JPH04246840A - Ic mounting method - Google Patents

Abstract

PURPOSE:To provide the title IC mounting method of stable electrical connection solving the problem of defective connection due to the minor gap between the IC chip and a circuit substrate in relation to the connecting method of the IC chip applicable to electronic equipment to the circuit substrate such as liquid crystal panel, etc. CONSTITUTION:A spacer 6 thicker than the bump contacts 2 of an IC chip 1 is fixed between the IC chip 1 and a circuit substrate 5 using a bonding agent and then the bump contacts 2 of the IC chip 1 coated with a conductive bonding agent 4 and the electrode terminals 6 of the circuit substrate 5 are aligned and coupled with one another while said bonding agent 4 is thermoset so as to electrically connect the IC chip 1 to the circuit substrate 5.

Description

[Detailed description of the invention]

0001

[Industrial Application Field] The present invention uses a conductive adhesive to connect protruding contacts formed on input/output pads of electric microcircuit elements such as IC chips and electrode terminals formed on a circuit board.
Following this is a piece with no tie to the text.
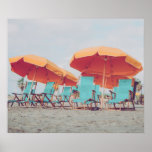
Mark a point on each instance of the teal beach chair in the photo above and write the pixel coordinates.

The present invention relates to an IC mounting method for electrically connecting.

0002

2. Description of the Related Art Conventionally, soldering has been commonly used to connect electric microcircuit elements such as ICs to electrode terminals on circuit boards. However, in recent years, for example, in IC flat packages, etc., due to the miniaturization of IC chips and the increase in the number of connection terminals, the so-called pitch interval between connection terminals has become gradually narrower, and it has become difficult to cope with this problem using conventional soldering techniques. In addition, recently there has been a movement toward efficient use of mounting area by directly attaching bare IC chips to electrodes on glass substrates in calculators, electronic design, liquid crystal displays, etc.; There was a strong desire to develop a means of connection.

[0003] A method for electrically connecting a bare IC chip to an electrode on a circuit board is to apply a conductive adhesive to the conductive protruding contacts formed on the electrode pad of the IC chip, and then connect the electrode terminals of the circuit board. There is a technology for electrically connecting the IC chip and the circuit board by aligning the IC chip and the circuit board and curing the adhesive (Electronic Materials, September 1990 issue, ``Low-temperature process mounting technology for higher density and greater versatility'').

[0004] A conventional IC mounting method in a liquid crystal panel will be explained below with reference to the drawings.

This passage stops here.